Foreign Minister Alexander Downer pushed the Howard cabinet to boost ties with the Palestinians, warning that Australia was seen as “overly supportive” of Israel.
With Israeli Prime Minister Benjamin Netanyahu about to make a historic visit to Australia in August 1998, Mr Downer suggested Mr Netanyahu was a hardliner.
He told cabinet there was every sign that Mr Netanyahu supported the band of Israelis, including the orthodox, who viewed the surrender of any land to the Palestinians as “sacrilegious and tantamount to treason” and were pushing aggressive settlement of the occupied territories.
“Mr Netanyahu is generally seen as personally opposed to the Oslo peace process but, mainly for tactical reasons (including to appease the moderates in his coalition, and to ensure his re-election as prime minister), he is trying to give the impression of support for it and of progress,” Mr Downer says in a July 1998 submission to the Howard cabinet.

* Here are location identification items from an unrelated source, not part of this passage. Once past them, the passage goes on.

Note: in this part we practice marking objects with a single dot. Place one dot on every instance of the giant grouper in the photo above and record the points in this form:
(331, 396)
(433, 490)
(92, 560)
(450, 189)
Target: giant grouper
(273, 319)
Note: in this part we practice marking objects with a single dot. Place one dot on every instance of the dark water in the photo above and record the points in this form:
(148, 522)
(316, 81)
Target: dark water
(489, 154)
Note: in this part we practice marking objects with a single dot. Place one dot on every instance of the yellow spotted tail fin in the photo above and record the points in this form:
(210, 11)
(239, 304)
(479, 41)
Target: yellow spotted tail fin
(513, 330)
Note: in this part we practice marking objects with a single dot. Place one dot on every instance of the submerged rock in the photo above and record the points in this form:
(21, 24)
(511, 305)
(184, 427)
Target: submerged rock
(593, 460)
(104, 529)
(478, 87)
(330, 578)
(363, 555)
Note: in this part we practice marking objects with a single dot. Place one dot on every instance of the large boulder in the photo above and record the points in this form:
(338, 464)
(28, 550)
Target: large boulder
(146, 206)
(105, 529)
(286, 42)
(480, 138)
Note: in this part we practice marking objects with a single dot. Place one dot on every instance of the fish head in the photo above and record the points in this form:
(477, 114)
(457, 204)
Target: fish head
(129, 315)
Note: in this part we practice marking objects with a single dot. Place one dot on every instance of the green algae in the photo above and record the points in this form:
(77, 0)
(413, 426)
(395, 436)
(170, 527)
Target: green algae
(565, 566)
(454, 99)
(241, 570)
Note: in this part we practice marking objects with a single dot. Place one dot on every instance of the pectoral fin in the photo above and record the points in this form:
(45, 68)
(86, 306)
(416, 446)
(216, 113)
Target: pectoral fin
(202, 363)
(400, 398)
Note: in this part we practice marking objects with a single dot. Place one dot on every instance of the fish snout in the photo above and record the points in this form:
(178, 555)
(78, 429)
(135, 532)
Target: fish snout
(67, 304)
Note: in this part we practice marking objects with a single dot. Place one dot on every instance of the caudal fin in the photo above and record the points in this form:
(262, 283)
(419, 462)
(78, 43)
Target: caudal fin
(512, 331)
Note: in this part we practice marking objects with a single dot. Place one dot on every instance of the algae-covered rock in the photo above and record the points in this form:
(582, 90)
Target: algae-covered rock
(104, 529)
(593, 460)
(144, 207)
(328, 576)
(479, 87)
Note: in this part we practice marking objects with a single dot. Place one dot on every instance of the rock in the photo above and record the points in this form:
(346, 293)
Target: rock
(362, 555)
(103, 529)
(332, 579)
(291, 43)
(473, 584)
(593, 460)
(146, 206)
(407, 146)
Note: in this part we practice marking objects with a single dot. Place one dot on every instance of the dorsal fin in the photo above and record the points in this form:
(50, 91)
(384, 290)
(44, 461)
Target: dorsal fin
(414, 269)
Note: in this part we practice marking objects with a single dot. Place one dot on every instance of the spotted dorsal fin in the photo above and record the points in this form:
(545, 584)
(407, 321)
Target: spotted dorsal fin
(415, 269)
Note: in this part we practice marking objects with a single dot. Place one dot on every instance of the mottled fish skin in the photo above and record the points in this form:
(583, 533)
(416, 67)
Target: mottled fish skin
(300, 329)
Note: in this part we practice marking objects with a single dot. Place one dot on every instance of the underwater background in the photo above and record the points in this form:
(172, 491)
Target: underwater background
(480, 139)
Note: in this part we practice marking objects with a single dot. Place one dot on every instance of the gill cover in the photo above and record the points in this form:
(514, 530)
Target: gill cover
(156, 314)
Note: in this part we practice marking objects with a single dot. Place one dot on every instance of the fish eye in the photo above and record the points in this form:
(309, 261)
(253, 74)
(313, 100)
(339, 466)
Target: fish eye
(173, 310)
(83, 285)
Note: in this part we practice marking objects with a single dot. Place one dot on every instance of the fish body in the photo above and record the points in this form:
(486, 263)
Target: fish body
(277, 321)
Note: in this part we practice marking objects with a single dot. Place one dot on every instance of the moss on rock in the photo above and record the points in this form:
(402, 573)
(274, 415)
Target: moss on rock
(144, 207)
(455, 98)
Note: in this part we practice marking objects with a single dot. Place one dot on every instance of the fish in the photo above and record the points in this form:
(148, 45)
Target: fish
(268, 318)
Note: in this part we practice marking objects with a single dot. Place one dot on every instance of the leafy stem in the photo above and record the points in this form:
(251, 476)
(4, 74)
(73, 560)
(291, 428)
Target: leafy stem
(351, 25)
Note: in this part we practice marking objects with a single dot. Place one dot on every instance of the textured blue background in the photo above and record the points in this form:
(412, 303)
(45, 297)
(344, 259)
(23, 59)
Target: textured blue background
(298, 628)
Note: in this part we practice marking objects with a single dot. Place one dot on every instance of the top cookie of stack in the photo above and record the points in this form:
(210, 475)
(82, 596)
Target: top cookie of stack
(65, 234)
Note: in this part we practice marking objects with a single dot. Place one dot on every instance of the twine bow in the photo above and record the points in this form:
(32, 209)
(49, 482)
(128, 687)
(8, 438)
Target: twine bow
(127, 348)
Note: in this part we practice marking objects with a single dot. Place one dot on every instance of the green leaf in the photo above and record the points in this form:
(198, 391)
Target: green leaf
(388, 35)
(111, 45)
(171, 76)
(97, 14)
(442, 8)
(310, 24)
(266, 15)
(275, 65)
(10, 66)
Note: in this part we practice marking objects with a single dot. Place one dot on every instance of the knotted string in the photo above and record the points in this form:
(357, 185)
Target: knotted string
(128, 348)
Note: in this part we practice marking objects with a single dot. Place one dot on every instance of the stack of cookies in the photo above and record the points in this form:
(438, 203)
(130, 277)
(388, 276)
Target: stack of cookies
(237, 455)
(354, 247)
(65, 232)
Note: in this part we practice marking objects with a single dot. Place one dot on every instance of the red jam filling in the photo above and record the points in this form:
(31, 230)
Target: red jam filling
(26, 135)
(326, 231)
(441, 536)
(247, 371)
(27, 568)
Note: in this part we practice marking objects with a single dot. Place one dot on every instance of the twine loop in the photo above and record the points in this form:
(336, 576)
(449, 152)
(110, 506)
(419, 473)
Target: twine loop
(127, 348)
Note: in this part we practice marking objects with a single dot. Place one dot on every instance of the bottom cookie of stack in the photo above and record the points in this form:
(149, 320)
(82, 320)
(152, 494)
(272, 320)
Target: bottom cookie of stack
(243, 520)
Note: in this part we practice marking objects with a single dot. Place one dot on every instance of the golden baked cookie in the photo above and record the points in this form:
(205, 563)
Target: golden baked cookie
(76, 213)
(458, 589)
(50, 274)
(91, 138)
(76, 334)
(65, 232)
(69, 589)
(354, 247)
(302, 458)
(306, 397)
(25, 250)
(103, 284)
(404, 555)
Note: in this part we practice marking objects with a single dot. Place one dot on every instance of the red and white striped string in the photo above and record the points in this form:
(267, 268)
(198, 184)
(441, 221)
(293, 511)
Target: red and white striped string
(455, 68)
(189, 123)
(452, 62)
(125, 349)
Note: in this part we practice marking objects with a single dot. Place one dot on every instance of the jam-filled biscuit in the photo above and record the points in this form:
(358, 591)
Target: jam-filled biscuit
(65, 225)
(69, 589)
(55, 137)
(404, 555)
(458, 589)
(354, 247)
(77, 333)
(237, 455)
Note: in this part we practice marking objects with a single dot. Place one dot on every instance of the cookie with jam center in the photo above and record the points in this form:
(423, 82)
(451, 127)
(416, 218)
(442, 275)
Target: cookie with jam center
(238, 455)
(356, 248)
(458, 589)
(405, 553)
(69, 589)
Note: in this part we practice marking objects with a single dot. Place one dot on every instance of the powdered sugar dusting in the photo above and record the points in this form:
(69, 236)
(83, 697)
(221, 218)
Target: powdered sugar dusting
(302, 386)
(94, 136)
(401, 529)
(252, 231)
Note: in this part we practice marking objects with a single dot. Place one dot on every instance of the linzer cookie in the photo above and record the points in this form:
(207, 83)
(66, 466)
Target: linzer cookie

“Mr Netanyahu remains a controversial figure and the visit will therefore require careful handling,” he said. “There will be some, both in Australia and in the Arab world, who will see the visit as tacit endorsement of some of Mr Netanyahu’s policies on Middle East peace process issues, especially since many observers – including many Israelis – place the bulk of the blame for the current impasse squarely on the shoulders of Mr Netanyahu and his government.”
Mr Downer said Mr Arafat and the moderates around him remained the best bet for long-term peace, although terrorist groups such as Hamas the Islamic Jihad were gaining support.